BOIL an egg to perfection without costly eggtimers by popping the egg into boiling water and driving away from your home at exactly 60 mph. After 3 miles, phone your wife and tell her to take the egg out the>pan.
ALCOHOLICS Don't worry where the next drink is coming from. Go to the pub, where a large selection is available at retail prices.
McDONALD'S Make your brown carrier bags green in colour so they blend in with the countryside after they've been thrown out of car windows.
WOMEN Don't waste energy faking orgasms. Most men couldn't give a **** anyway and you could use the saved energy to hoover the house after you've been banged.
AMERICANS. Build your houses out of bricks and mortar instead of cheap wood to avoid having them destroyed by hurricanes every few weeks.

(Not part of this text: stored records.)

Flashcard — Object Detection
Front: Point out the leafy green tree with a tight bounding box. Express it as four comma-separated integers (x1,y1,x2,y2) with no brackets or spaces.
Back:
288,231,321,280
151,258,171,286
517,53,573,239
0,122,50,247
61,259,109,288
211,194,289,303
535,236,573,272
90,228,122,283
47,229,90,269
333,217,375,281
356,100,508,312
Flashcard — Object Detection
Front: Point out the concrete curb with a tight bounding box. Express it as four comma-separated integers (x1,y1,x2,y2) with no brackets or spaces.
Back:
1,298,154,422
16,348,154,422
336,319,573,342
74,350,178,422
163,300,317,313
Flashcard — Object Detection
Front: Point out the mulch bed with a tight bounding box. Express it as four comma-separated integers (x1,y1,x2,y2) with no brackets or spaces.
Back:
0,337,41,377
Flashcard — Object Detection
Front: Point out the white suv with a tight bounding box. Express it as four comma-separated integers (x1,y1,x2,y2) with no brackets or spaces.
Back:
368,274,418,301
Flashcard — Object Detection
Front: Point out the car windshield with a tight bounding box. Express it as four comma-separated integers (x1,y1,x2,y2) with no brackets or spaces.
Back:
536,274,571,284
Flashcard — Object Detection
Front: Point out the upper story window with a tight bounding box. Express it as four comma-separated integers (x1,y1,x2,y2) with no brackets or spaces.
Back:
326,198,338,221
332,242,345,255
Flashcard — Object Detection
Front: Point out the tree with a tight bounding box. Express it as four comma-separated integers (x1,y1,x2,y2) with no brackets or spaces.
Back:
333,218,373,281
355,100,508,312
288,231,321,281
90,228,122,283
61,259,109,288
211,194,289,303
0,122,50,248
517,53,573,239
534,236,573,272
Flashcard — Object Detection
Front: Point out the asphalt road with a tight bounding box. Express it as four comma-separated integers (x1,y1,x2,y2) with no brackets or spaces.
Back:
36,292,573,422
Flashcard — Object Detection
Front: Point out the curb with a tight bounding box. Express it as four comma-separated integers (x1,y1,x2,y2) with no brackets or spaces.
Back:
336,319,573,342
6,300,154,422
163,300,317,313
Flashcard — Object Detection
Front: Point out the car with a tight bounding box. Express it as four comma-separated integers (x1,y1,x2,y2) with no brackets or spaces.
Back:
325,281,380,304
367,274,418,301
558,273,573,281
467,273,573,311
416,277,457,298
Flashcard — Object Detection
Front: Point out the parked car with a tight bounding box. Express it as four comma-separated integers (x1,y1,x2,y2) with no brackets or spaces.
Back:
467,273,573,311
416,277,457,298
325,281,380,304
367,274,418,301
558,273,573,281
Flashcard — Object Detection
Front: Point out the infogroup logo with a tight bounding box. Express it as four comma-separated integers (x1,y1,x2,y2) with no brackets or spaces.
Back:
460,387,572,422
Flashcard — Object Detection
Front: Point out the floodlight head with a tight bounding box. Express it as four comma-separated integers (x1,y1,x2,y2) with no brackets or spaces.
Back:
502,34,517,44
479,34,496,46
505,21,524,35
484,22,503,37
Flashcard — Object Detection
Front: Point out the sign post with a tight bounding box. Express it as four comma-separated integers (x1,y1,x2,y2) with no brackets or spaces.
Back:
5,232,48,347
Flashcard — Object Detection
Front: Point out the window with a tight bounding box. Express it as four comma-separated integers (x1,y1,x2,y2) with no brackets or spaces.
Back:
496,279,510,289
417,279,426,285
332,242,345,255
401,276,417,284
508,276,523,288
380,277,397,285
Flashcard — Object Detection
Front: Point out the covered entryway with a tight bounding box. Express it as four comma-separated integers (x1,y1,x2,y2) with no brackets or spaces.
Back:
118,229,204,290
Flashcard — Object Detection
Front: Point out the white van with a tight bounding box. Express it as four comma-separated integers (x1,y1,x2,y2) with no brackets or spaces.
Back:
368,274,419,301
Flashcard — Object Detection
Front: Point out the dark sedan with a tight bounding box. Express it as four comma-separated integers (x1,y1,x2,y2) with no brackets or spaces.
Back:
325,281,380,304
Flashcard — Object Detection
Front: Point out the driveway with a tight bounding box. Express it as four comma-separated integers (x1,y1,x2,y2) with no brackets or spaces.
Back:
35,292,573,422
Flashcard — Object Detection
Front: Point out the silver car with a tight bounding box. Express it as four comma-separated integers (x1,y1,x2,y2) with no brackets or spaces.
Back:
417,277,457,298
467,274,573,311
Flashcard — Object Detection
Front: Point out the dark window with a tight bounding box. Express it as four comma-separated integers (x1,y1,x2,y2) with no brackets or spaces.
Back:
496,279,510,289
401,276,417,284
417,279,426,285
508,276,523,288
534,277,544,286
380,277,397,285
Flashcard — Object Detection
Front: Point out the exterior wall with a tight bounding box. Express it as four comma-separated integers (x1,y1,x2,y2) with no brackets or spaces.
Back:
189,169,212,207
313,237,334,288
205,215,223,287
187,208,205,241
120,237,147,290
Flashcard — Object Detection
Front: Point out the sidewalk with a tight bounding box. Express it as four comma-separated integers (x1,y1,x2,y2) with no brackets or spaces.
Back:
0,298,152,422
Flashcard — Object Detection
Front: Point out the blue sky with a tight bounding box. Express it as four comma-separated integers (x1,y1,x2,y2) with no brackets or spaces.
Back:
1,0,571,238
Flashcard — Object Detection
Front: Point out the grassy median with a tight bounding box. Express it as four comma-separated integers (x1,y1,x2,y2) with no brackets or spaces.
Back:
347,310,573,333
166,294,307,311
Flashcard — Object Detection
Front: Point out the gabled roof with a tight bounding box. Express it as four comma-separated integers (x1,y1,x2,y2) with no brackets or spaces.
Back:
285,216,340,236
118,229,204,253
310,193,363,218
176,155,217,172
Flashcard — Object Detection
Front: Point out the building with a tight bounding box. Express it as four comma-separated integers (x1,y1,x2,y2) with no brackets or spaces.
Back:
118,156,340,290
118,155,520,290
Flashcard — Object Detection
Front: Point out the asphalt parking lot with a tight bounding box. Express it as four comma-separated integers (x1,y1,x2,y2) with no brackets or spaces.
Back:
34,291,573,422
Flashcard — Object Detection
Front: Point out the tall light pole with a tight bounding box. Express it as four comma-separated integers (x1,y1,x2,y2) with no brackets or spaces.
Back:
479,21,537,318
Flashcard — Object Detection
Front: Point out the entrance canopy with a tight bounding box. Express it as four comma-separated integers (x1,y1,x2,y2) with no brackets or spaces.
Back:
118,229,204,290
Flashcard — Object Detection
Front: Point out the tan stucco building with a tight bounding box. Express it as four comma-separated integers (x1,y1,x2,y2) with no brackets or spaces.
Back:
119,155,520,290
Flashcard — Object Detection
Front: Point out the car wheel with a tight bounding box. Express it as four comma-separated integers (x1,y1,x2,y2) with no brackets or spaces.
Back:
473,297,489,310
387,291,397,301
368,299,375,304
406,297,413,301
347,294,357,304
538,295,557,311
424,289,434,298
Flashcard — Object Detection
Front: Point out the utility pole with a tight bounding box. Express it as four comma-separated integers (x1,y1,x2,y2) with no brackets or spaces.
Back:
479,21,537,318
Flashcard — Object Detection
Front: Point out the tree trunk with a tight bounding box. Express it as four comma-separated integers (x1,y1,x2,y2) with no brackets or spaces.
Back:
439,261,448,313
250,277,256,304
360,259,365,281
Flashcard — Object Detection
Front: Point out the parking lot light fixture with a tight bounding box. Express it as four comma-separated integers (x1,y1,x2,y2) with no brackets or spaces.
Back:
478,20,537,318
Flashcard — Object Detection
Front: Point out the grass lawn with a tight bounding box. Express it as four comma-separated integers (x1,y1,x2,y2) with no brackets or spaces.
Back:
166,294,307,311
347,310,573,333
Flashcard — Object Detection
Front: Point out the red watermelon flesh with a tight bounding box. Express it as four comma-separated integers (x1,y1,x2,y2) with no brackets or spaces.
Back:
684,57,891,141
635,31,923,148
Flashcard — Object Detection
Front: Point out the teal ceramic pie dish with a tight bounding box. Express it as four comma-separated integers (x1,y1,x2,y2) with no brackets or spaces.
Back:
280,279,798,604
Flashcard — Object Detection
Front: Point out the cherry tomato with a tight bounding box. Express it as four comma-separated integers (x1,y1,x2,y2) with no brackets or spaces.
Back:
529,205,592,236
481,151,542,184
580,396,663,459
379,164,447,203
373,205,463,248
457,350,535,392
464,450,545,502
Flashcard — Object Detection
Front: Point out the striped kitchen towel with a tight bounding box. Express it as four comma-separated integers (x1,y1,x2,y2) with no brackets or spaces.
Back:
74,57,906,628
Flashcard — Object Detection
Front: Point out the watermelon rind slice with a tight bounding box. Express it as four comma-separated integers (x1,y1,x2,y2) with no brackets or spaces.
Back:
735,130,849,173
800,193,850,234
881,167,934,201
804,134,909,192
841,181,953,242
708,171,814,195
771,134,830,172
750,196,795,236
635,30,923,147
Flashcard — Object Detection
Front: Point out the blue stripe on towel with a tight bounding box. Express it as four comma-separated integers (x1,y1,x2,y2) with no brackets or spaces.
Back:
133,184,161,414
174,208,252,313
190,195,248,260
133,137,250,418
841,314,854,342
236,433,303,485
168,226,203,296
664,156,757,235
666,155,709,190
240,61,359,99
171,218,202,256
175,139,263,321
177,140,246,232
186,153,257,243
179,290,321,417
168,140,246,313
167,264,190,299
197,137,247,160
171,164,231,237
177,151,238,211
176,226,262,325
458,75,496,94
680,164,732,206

SMARTIES tubes pushed over cats' legs make for a futuristic 'space cat'. For a really space age look, cover the tubes in tin foil as well as your pet's tail. This also works with small dogs and the middles out of kitchen rolls.
MOTHERS Don't use poisonous shampoos on your children's hair to get rid of headlice. Scare them away using a dinner plate and an anglepoise lamp to cast a terrifying 'Independence Day' shadow over your child's head.
HOMEOWNERS Don't hesitate to tell the rest of us how much your house has appreciated in value since you bought it. The more frequently you give us updates, the greater will be our delight at your good fortune and our admiration and respect for your financial prescience.
ONE ARMED men. If your partner is thinking about getting breast implants, convince her to save money and only get one done.
BUSY executives. Don't buy a Dachshund. Their amusing sausage shape means they take 50% longer to stroke than other dogs, and time is money.
DIABOLISTS For the full effect when photographing Satan, make sure to switch off your camera's red-eye reduction feature.
A POST-IT note stuck beneath the nose is an ideal deterrent to lip-readers.
From: Mr A
| Posted: 8/29/2005 11:24:52 AM
RE: Top Tips.
From: Mr A
| Posted: 8/30/2005 7:48:27 AM
RE: Top Tips.
Also, to avoid redundant talking....
Try to aviod saying, "what was I going to say". Unless they are telepathic the other person does not know!!!
Do not point to an empty seat, then ask the person sitting next to it, "Is any body sitting there?".
"Is it raining outside?"
It rarely rains INSIDE. But check, simply by looking out of the window.